In questo secondo caso, ai servizi offerti dalla piattaforma non sarebbe stata applicabile la direttiva 2000/31/CE, che limita fortemente la possibilità per gli Stati membri di ostacolarne la libera circolazione nello spazio europeo. Con la conseguenza che, per operare in Francia, la piattaforma avrebbe dovuto ottenere una licenza prevista dal diritto locale.
Il giudice del rinvio aveva dubitato che il servizio offerti da AirBnB potessero essere qualificati come servizi della società dell’informazione, in ragione del ruolo svolto dalla piattaforma nell’intermediazione tra proprietario e conduttore dell’alloggio e dei numerosi servizi offerti alle parti, tra cui: un servizio di pagamento per la raccolta dei corrispettivi; un servizio di realizzazione delle fotografie degli alloggi; un servizio di assicurazione contro i danni.
Era inoltre dubbio se anche al servizio offerto da AirBnB potessero essere applicati i criteri già utilizzati dalla Corte nella sentenza “Uber” per qualificare il servizio offerto da quella piattaforma come servizio di trasporto pubblico locale.
La Corte ha tuttavia ritenuto di distinguere i due casi, in considerazione del fatto che: “un servizio di mediazione di tal genere presenta un carattere distinto dall’operazione immobiliare propriamente detta, in quanto esso non mira unicamente alla realizzazione immediata di una prestazione di alloggio bensì piuttosto, in base all’elenco strutturato degli alloggi disponibili sulla piattaforma elettronica omonima, corrispondente ai criteri selezionati dalle persone che cercano una sistemazione di breve durata, a fornire uno strumento che agevoli la conclusione di contratti vertenti su operazioni future.”

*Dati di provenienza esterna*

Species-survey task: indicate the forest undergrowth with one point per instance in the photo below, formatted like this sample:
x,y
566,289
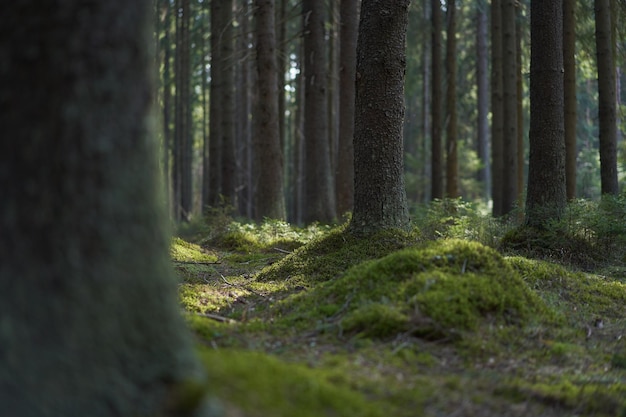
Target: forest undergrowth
x,y
466,315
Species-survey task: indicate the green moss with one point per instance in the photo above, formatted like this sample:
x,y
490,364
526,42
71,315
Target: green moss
x,y
329,256
590,294
181,250
590,398
441,288
376,320
263,385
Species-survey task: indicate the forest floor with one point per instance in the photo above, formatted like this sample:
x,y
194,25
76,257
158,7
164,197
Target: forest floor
x,y
398,325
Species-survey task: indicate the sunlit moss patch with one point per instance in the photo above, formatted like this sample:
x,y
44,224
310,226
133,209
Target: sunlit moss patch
x,y
263,385
437,290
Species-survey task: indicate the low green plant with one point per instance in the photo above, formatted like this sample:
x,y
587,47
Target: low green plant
x,y
460,219
587,235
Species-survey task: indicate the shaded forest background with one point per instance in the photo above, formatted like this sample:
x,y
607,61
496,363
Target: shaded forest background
x,y
212,105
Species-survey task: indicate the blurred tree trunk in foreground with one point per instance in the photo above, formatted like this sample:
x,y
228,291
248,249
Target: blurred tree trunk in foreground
x,y
89,322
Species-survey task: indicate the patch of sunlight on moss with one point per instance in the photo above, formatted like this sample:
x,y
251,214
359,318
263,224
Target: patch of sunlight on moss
x,y
201,298
329,256
593,294
588,398
437,290
263,385
181,250
376,320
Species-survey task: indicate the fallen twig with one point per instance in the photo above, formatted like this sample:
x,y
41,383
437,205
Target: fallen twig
x,y
283,251
216,317
196,263
241,286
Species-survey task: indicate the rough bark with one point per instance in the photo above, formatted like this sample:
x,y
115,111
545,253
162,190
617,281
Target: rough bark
x,y
482,90
344,181
89,315
243,128
452,163
269,199
497,113
227,104
319,195
509,92
214,174
379,195
436,176
546,194
569,91
606,97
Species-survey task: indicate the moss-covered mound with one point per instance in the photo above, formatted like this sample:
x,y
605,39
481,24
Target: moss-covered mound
x,y
329,256
439,290
263,385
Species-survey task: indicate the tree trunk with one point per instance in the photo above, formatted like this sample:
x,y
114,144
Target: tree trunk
x,y
519,97
204,92
497,113
319,201
606,97
268,167
167,98
436,103
90,318
546,194
426,106
379,194
214,176
452,164
482,90
569,91
227,104
243,128
509,91
349,19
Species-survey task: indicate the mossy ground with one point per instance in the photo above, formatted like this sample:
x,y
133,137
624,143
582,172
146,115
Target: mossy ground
x,y
402,327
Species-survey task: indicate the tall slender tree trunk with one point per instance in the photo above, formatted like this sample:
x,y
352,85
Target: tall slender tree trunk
x,y
426,104
497,112
349,24
281,65
319,196
214,174
90,320
379,194
204,92
298,149
268,159
569,91
606,97
546,195
182,128
167,98
436,103
227,104
243,128
482,90
509,88
452,164
333,86
519,97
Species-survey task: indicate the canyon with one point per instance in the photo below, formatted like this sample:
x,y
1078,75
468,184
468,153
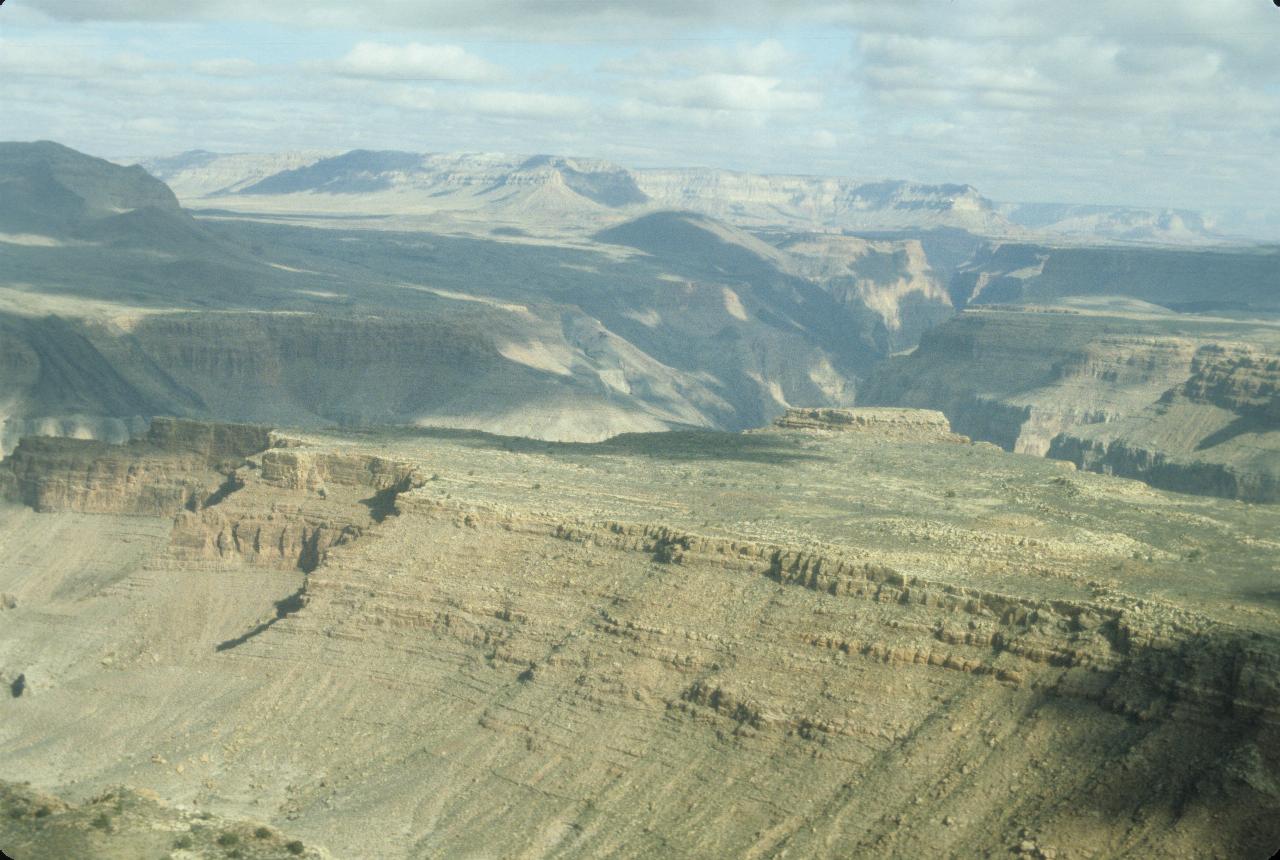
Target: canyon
x,y
565,300
864,632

Il focus del servizio offerto da AirBnB è stato dunque individuato nella creazione di una lista degli alloggi disponibili, ordinati per criteri (quali periodo di soggiorno, luogo e numero di ospiti) impostati dagli utenti, volto ad agevolare il contatto tra domanda ed offerta ma del tutto distinto dall’operazione immobiliare conclusa dagli utenti.
Con la conseguenza che “un servizio come quello fornito dalla Airbnb Ireland non risulta per nulla indispensabile alla realizzazione di prestazioni di alloggio sia dal punto di vista dei locatari che dei locatori che vi fanno ricorso, posto che entrambi dispongono di numerosi altri canali, alcuni disponibili da lungo tempo, come le agenzie immobiliari, gli annunci in formato cartaceo o elettronico o ancora i siti Internet di locazioni immobiliari.”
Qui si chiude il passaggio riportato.